Add to playlist: the coffee-shop pop of Gianna and the week’s best new tracks

3 hours ago 12

From London
Recommended if you like All Saints, Frou Frou, Nelly Furtado
Up next EP out now; on tour with After in May

The first time I heard Gianna’s Shadow of a Bird, I was instantly transported to a place that smelled of Impulse body spray. It is a track that has perfectly nailed the polished boho-pop of early 00s Nelly Furtado, All Saints and Corinne Bailey Rae – the sort that features arpeggiated acoustic guitar, vaguely trip-hop beats and a gently distinctive voice swooping through them.

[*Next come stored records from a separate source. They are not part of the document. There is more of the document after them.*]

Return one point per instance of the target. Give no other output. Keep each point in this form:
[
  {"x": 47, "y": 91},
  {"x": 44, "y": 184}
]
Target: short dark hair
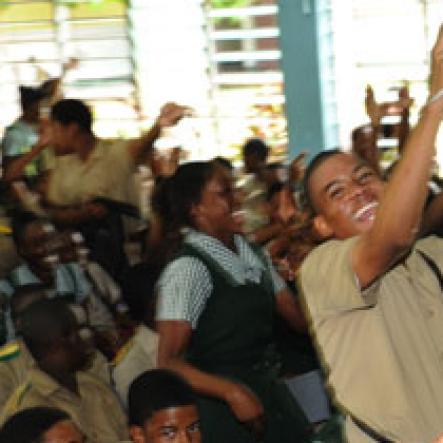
[
  {"x": 223, "y": 162},
  {"x": 44, "y": 323},
  {"x": 156, "y": 390},
  {"x": 20, "y": 221},
  {"x": 29, "y": 425},
  {"x": 257, "y": 147},
  {"x": 69, "y": 111},
  {"x": 314, "y": 164}
]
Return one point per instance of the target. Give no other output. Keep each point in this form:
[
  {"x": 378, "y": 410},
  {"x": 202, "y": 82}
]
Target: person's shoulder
[
  {"x": 331, "y": 259},
  {"x": 10, "y": 351}
]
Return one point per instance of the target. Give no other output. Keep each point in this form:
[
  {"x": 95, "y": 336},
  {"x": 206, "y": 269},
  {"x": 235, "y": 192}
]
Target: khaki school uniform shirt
[
  {"x": 16, "y": 362},
  {"x": 140, "y": 354},
  {"x": 382, "y": 347},
  {"x": 106, "y": 173},
  {"x": 96, "y": 410}
]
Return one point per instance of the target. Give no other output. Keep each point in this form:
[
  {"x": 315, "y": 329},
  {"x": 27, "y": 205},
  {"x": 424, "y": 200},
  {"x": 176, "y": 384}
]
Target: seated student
[
  {"x": 37, "y": 244},
  {"x": 55, "y": 340},
  {"x": 44, "y": 260},
  {"x": 162, "y": 407},
  {"x": 15, "y": 359},
  {"x": 40, "y": 425}
]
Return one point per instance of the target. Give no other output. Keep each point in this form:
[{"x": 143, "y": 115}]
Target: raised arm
[
  {"x": 399, "y": 214},
  {"x": 170, "y": 114},
  {"x": 14, "y": 168}
]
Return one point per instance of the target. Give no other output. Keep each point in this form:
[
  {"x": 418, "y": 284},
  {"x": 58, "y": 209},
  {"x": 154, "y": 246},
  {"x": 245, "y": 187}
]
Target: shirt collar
[{"x": 241, "y": 266}]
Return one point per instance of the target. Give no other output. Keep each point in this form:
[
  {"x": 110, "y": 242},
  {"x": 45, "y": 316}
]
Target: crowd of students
[{"x": 201, "y": 332}]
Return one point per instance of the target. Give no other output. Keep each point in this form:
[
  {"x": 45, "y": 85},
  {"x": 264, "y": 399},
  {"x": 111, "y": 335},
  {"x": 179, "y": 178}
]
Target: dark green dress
[{"x": 231, "y": 340}]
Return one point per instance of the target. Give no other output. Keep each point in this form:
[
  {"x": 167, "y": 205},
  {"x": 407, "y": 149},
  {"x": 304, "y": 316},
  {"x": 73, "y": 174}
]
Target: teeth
[{"x": 365, "y": 208}]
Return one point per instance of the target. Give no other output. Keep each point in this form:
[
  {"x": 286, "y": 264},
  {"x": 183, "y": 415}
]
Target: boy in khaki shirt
[
  {"x": 53, "y": 337},
  {"x": 373, "y": 291}
]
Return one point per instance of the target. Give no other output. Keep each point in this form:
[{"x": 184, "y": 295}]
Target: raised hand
[
  {"x": 437, "y": 72},
  {"x": 171, "y": 113}
]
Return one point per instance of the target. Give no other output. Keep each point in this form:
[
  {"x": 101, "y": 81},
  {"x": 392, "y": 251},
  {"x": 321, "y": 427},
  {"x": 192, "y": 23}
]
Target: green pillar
[{"x": 307, "y": 65}]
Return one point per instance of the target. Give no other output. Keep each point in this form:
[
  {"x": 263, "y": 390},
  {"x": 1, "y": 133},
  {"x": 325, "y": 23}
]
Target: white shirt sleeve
[{"x": 182, "y": 290}]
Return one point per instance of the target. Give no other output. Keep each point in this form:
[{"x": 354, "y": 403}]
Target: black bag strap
[{"x": 370, "y": 432}]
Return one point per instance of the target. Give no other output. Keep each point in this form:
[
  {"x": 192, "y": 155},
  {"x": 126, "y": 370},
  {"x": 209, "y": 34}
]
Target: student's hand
[
  {"x": 45, "y": 135},
  {"x": 247, "y": 408},
  {"x": 95, "y": 210},
  {"x": 437, "y": 72},
  {"x": 171, "y": 113}
]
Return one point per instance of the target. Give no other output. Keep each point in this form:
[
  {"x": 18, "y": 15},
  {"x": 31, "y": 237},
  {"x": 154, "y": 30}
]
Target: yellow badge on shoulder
[
  {"x": 9, "y": 351},
  {"x": 121, "y": 353}
]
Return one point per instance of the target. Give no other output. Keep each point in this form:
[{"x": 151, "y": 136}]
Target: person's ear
[
  {"x": 137, "y": 434},
  {"x": 322, "y": 227}
]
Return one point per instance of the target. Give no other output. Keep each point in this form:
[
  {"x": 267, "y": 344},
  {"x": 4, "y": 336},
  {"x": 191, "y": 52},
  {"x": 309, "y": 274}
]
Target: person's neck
[
  {"x": 29, "y": 119},
  {"x": 84, "y": 145},
  {"x": 45, "y": 275},
  {"x": 227, "y": 238}
]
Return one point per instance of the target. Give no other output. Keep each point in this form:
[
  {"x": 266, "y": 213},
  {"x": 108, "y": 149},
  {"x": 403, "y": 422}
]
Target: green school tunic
[{"x": 231, "y": 340}]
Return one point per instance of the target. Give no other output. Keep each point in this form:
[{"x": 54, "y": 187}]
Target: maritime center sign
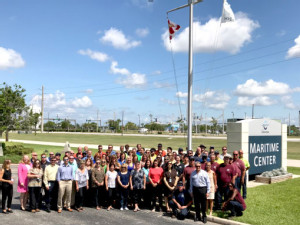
[{"x": 265, "y": 145}]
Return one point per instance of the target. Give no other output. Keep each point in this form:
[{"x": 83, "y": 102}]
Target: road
[{"x": 88, "y": 216}]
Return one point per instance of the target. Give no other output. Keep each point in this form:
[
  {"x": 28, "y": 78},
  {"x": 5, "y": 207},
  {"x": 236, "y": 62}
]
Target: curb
[{"x": 221, "y": 220}]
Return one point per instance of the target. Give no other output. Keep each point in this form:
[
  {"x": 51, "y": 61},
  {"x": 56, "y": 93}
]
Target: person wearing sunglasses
[
  {"x": 235, "y": 202},
  {"x": 123, "y": 181},
  {"x": 98, "y": 177},
  {"x": 199, "y": 189},
  {"x": 65, "y": 179},
  {"x": 34, "y": 185}
]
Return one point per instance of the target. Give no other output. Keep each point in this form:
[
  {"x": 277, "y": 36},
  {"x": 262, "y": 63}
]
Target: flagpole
[{"x": 190, "y": 78}]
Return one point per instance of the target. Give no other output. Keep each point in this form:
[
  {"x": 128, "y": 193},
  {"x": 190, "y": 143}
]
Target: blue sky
[{"x": 114, "y": 56}]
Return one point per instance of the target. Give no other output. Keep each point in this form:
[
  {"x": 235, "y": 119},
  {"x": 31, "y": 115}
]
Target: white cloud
[
  {"x": 118, "y": 40},
  {"x": 231, "y": 36},
  {"x": 213, "y": 99},
  {"x": 134, "y": 80},
  {"x": 115, "y": 70},
  {"x": 99, "y": 56},
  {"x": 270, "y": 87},
  {"x": 162, "y": 85},
  {"x": 294, "y": 51},
  {"x": 89, "y": 91},
  {"x": 172, "y": 102},
  {"x": 288, "y": 102},
  {"x": 9, "y": 58},
  {"x": 83, "y": 102},
  {"x": 260, "y": 100},
  {"x": 142, "y": 32},
  {"x": 181, "y": 94}
]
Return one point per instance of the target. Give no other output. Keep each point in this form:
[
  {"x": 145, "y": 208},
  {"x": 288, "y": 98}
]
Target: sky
[{"x": 99, "y": 58}]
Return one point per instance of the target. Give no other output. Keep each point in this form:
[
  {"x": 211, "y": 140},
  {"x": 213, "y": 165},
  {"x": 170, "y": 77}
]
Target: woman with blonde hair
[
  {"x": 23, "y": 168},
  {"x": 123, "y": 181},
  {"x": 7, "y": 186},
  {"x": 34, "y": 185}
]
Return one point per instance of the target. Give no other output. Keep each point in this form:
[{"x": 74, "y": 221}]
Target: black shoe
[{"x": 196, "y": 218}]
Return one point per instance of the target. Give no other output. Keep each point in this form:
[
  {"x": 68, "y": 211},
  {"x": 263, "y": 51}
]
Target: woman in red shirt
[{"x": 155, "y": 178}]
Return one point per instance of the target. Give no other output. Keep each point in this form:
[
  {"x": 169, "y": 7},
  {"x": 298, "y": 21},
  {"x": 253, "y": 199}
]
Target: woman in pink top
[
  {"x": 23, "y": 168},
  {"x": 155, "y": 178}
]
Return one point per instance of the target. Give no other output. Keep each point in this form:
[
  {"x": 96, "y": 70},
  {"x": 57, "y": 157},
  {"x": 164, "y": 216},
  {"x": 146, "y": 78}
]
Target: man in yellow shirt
[{"x": 51, "y": 185}]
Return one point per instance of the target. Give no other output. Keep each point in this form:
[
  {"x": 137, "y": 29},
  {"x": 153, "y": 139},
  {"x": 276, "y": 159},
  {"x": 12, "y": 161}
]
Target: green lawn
[
  {"x": 273, "y": 204},
  {"x": 146, "y": 141}
]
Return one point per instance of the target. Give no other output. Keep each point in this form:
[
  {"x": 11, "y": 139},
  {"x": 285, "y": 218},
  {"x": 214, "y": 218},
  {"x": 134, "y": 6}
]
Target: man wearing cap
[
  {"x": 187, "y": 172},
  {"x": 224, "y": 152},
  {"x": 225, "y": 174},
  {"x": 199, "y": 189},
  {"x": 57, "y": 158},
  {"x": 51, "y": 154},
  {"x": 218, "y": 159},
  {"x": 197, "y": 155},
  {"x": 240, "y": 169},
  {"x": 247, "y": 166},
  {"x": 180, "y": 202},
  {"x": 159, "y": 148}
]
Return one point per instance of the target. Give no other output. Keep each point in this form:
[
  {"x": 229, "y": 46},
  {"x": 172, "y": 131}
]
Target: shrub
[{"x": 17, "y": 150}]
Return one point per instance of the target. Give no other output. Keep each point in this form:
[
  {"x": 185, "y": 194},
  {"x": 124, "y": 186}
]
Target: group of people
[{"x": 131, "y": 178}]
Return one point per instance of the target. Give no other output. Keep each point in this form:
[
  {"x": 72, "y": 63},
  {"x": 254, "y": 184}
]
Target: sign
[{"x": 264, "y": 153}]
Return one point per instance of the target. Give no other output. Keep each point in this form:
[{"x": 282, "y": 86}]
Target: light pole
[{"x": 191, "y": 4}]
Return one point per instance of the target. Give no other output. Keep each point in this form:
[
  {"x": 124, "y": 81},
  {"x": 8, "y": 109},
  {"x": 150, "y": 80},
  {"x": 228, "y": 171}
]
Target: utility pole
[
  {"x": 97, "y": 119},
  {"x": 122, "y": 123},
  {"x": 42, "y": 111},
  {"x": 139, "y": 120},
  {"x": 190, "y": 4},
  {"x": 223, "y": 121}
]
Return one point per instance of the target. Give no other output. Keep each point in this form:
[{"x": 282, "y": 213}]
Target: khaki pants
[{"x": 65, "y": 190}]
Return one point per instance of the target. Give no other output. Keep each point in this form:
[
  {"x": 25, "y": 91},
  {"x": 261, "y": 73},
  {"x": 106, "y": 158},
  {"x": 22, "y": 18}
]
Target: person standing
[
  {"x": 7, "y": 186},
  {"x": 98, "y": 176},
  {"x": 187, "y": 172},
  {"x": 23, "y": 168},
  {"x": 235, "y": 202},
  {"x": 181, "y": 202},
  {"x": 111, "y": 185},
  {"x": 64, "y": 179},
  {"x": 240, "y": 170},
  {"x": 213, "y": 187},
  {"x": 155, "y": 177},
  {"x": 247, "y": 167},
  {"x": 82, "y": 185},
  {"x": 199, "y": 189},
  {"x": 34, "y": 185},
  {"x": 170, "y": 181},
  {"x": 137, "y": 184},
  {"x": 51, "y": 185},
  {"x": 225, "y": 174},
  {"x": 123, "y": 181}
]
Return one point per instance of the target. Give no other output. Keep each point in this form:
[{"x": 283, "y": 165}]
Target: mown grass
[
  {"x": 273, "y": 204},
  {"x": 146, "y": 141}
]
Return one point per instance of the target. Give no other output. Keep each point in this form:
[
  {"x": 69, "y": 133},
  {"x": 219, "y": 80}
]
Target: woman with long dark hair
[
  {"x": 7, "y": 186},
  {"x": 34, "y": 185},
  {"x": 155, "y": 177}
]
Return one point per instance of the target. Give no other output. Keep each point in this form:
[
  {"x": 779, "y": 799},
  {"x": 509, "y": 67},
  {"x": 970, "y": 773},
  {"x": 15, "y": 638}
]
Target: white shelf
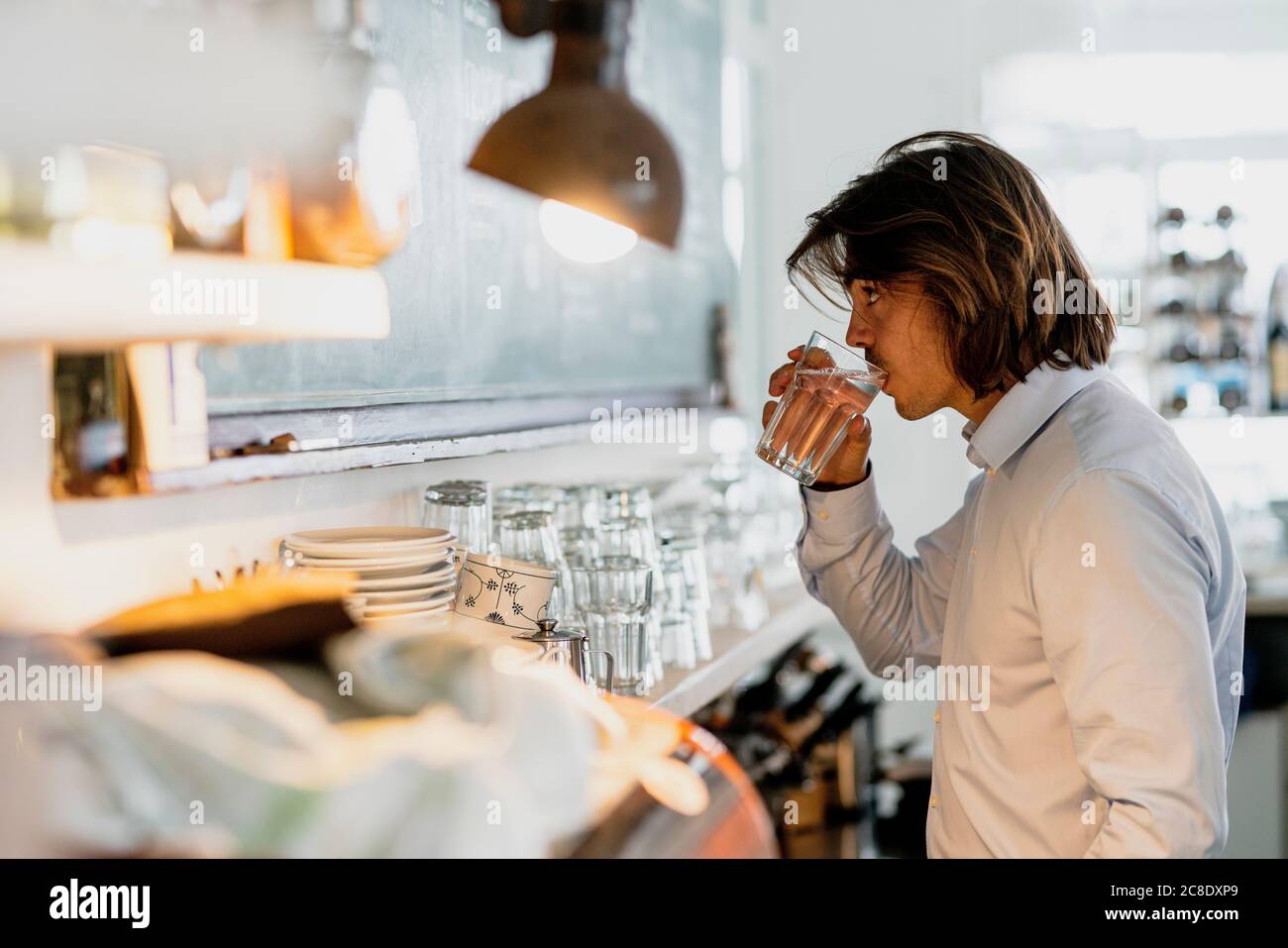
[{"x": 52, "y": 298}]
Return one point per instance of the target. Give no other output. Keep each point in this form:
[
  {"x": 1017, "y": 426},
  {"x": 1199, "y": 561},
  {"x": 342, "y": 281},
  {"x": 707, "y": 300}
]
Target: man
[{"x": 1089, "y": 572}]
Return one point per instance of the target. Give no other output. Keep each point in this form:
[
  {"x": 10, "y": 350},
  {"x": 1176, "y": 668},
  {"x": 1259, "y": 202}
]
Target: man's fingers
[{"x": 781, "y": 377}]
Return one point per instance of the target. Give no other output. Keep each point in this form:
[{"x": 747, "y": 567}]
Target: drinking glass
[
  {"x": 625, "y": 500},
  {"x": 829, "y": 388},
  {"x": 632, "y": 536},
  {"x": 516, "y": 498},
  {"x": 462, "y": 509},
  {"x": 579, "y": 507},
  {"x": 579, "y": 544},
  {"x": 616, "y": 596},
  {"x": 684, "y": 552},
  {"x": 531, "y": 536}
]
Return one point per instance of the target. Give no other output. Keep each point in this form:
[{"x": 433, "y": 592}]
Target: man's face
[{"x": 900, "y": 329}]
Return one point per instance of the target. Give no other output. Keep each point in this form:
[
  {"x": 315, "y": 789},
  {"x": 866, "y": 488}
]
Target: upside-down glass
[
  {"x": 683, "y": 550},
  {"x": 831, "y": 388},
  {"x": 634, "y": 536},
  {"x": 462, "y": 509},
  {"x": 614, "y": 594},
  {"x": 531, "y": 536}
]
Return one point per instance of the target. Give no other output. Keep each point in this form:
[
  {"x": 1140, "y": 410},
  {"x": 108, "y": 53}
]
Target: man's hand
[{"x": 849, "y": 466}]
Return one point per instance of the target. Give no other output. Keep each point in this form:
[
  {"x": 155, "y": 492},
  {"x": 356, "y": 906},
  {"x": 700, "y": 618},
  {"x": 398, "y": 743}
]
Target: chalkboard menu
[{"x": 482, "y": 307}]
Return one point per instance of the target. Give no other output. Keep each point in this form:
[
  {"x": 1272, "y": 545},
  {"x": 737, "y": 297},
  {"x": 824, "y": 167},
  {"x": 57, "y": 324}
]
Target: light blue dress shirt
[{"x": 1090, "y": 582}]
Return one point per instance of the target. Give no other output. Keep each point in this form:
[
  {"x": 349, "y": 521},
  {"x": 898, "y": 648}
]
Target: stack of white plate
[{"x": 403, "y": 574}]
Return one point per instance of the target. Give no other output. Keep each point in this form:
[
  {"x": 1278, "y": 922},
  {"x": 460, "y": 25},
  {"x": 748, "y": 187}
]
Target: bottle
[{"x": 1276, "y": 357}]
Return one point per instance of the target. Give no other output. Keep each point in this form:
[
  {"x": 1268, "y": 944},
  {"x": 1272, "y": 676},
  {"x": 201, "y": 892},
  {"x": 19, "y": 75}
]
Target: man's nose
[{"x": 859, "y": 335}]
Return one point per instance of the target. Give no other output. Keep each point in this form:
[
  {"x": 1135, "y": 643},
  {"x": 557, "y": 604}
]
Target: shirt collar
[{"x": 1022, "y": 410}]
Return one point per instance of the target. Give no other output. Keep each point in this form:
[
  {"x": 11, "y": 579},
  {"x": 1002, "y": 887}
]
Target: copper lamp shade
[{"x": 583, "y": 141}]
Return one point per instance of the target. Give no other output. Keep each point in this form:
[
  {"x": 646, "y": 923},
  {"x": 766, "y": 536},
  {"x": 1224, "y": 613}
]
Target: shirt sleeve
[
  {"x": 1120, "y": 581},
  {"x": 892, "y": 604}
]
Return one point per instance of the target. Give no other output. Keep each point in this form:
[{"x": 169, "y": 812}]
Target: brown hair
[{"x": 957, "y": 213}]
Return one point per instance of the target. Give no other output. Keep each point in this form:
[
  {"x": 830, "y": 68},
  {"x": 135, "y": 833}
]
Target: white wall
[{"x": 866, "y": 76}]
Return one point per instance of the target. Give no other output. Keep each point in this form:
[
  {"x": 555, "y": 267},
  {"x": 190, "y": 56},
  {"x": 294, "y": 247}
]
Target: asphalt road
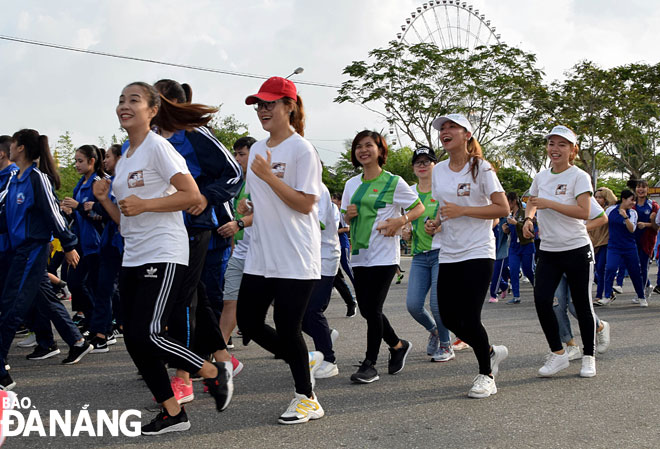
[{"x": 425, "y": 406}]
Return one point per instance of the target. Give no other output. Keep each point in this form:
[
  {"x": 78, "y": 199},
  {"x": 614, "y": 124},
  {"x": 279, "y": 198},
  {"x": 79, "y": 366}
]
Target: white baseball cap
[
  {"x": 564, "y": 132},
  {"x": 459, "y": 119}
]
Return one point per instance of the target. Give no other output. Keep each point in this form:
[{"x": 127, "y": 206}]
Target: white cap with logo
[
  {"x": 563, "y": 131},
  {"x": 456, "y": 118}
]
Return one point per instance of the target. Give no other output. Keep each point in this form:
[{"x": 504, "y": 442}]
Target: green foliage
[
  {"x": 228, "y": 129},
  {"x": 514, "y": 179},
  {"x": 413, "y": 84},
  {"x": 65, "y": 151}
]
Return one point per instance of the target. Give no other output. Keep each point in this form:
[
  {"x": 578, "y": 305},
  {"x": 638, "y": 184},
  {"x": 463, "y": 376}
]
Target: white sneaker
[
  {"x": 302, "y": 409},
  {"x": 482, "y": 387},
  {"x": 588, "y": 366},
  {"x": 574, "y": 352},
  {"x": 327, "y": 369},
  {"x": 315, "y": 360},
  {"x": 603, "y": 338},
  {"x": 28, "y": 342},
  {"x": 334, "y": 334},
  {"x": 496, "y": 357},
  {"x": 553, "y": 364}
]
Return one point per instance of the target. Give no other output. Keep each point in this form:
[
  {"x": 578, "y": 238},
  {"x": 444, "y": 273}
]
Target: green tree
[
  {"x": 410, "y": 85},
  {"x": 65, "y": 151},
  {"x": 228, "y": 129},
  {"x": 514, "y": 179}
]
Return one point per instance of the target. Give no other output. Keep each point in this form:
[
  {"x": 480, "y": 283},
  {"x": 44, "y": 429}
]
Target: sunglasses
[{"x": 267, "y": 105}]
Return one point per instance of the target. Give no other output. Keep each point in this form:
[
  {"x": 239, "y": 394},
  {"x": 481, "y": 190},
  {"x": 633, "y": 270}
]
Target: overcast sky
[{"x": 55, "y": 91}]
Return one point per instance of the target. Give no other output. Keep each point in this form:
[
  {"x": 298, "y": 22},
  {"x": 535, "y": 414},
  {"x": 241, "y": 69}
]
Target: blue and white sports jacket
[{"x": 30, "y": 211}]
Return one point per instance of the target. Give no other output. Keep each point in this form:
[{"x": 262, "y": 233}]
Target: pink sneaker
[
  {"x": 182, "y": 392},
  {"x": 238, "y": 366}
]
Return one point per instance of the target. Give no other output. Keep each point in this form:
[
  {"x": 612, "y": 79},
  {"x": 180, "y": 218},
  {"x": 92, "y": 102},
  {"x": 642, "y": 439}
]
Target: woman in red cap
[{"x": 284, "y": 259}]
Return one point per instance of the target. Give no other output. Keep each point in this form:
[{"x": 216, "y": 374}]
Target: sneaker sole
[
  {"x": 73, "y": 362},
  {"x": 443, "y": 360},
  {"x": 186, "y": 399},
  {"x": 405, "y": 356},
  {"x": 99, "y": 350},
  {"x": 364, "y": 381},
  {"x": 181, "y": 427},
  {"x": 46, "y": 356}
]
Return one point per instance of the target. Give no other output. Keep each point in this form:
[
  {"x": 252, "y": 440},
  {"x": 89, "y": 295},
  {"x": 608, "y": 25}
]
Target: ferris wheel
[{"x": 447, "y": 24}]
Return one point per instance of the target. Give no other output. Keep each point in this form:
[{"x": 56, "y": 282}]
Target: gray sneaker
[{"x": 444, "y": 353}]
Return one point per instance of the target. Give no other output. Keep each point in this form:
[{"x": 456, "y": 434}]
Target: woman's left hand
[
  {"x": 132, "y": 205},
  {"x": 451, "y": 210},
  {"x": 390, "y": 227}
]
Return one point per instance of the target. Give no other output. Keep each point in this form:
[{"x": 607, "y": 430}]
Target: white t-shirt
[
  {"x": 559, "y": 232},
  {"x": 151, "y": 237},
  {"x": 330, "y": 250},
  {"x": 374, "y": 248},
  {"x": 465, "y": 238},
  {"x": 283, "y": 242}
]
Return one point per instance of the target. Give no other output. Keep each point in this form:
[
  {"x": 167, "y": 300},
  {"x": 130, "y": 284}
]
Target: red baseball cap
[{"x": 273, "y": 89}]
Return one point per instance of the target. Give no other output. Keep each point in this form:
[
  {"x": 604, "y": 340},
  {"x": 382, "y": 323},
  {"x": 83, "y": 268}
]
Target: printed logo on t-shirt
[
  {"x": 151, "y": 273},
  {"x": 135, "y": 179},
  {"x": 278, "y": 169},
  {"x": 463, "y": 189}
]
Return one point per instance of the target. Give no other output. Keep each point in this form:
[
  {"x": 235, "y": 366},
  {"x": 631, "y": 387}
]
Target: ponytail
[
  {"x": 92, "y": 152},
  {"x": 36, "y": 148},
  {"x": 475, "y": 155},
  {"x": 175, "y": 116},
  {"x": 297, "y": 117}
]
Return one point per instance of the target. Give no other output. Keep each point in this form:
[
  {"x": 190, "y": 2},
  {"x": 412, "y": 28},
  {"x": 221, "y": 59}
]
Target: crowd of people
[{"x": 171, "y": 242}]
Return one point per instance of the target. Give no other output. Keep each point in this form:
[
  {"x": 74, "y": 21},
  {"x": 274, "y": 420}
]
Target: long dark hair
[
  {"x": 93, "y": 152},
  {"x": 36, "y": 148}
]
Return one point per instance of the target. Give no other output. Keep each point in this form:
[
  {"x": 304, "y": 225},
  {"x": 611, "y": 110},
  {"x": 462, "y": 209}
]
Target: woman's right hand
[
  {"x": 351, "y": 213},
  {"x": 528, "y": 229},
  {"x": 244, "y": 207}
]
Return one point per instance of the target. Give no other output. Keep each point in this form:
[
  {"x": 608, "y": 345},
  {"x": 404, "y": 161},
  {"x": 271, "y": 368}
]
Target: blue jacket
[
  {"x": 4, "y": 177},
  {"x": 85, "y": 227},
  {"x": 30, "y": 211}
]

Other clear influences on the 23-year-old Camdenite’s debut EP Behind the Wings are the cinematic sweep of Everything But the Girl and the rave-adjacent Ray of Light-era Madonna, but also Gianna’s own childhood steeped in Albanian television and folk songs. When she started writing songs to combat the boredom of lockdown, she wrote them in Albanian over beats she found on YouTube. You hear tiny hints of that Balkan aesthetic in her new music, though Shadow of a Bird was inspired by an experience dozing in her parents’ native Kosovo. What she thought was a brick falling on her turned out to be a hummingbird flitting by. Turning that split-second into a Pure Shores-esque meditation on reality distortion is quite the move.

It feels wrong to describe music that has roots so deep in Y2K nostalgia as “fresh”, but Gianna’s songs are also as bright and effervescent as the era’s face-wash ads. She is not the only artist inspired by that period, of course – Addison Rae and Erika de Casier have been harking back to it of late – but she makes another convincing argument that coffee-shop pop is ripe for reassessment. Kate Solomon

This week’s best new tracks

The musician Nia Archives standing in a rippling pond
Nia Archives.

Nia Archives – Danger
A playground chant acronym runs through the UK junglist’s return – “G is the spot, E is what we drop” etc – which swerves between a rushing chorus and verses worthy of second-album Sugababes: high praise.

deBasement – Aftermarket Bass (ft Nikki Nair)
Special Interest’s Alli Logout and DJ Margo XS ply the sort of fuzzed-out, thumbscrew-turned dancefloor bass and commanding icy vocal – “don’t stop, make the chocolate shake” – that demands total submission.

Downtown Boys – No Me Jodas
The Rhode Island punks return for their first album since 2017, expanding their spit-and-sawdust squall with enveloping clouds of doom. Suits them.

Brennan Wedl and Waxahatchee – Six O’Clock News
Katie Crutchfield and Minnesota-raised Wedl – a songwriter who splits the difference between Lucinda Williams and Sheryl Crow – beautifully essay Kathleen Edwards’ 2002 lament to outlaw love.

Empress Of – Dream House
“Up in the mountain just how you remember / I wanna build you a dream house,” Lorely Rodriguez sings to sweet, shuffling R&B – a literal offering to her family, whose home burned down in the Altadena fires.

Lee “Scratch” Perry and Mouse on Mars – Rockcurry
Many people have claimed Lee “Scratch” Perry’s “last” recordings, but his true final sessions were with this German electronic duo: Perry remains cool as ever amid their synth-winking, caper-worthy music.

Khun Narin Electric Phin Band – Poet Wong Pt 1 (เปิดวง ตอน 1)
Hailing from remote northern Thailand, this marching band are by turns serene, intricate, psychedelic and pulverising on this first taste of a record produced by Tommy Brenneck (Amy Winehouse, Charles Bradley).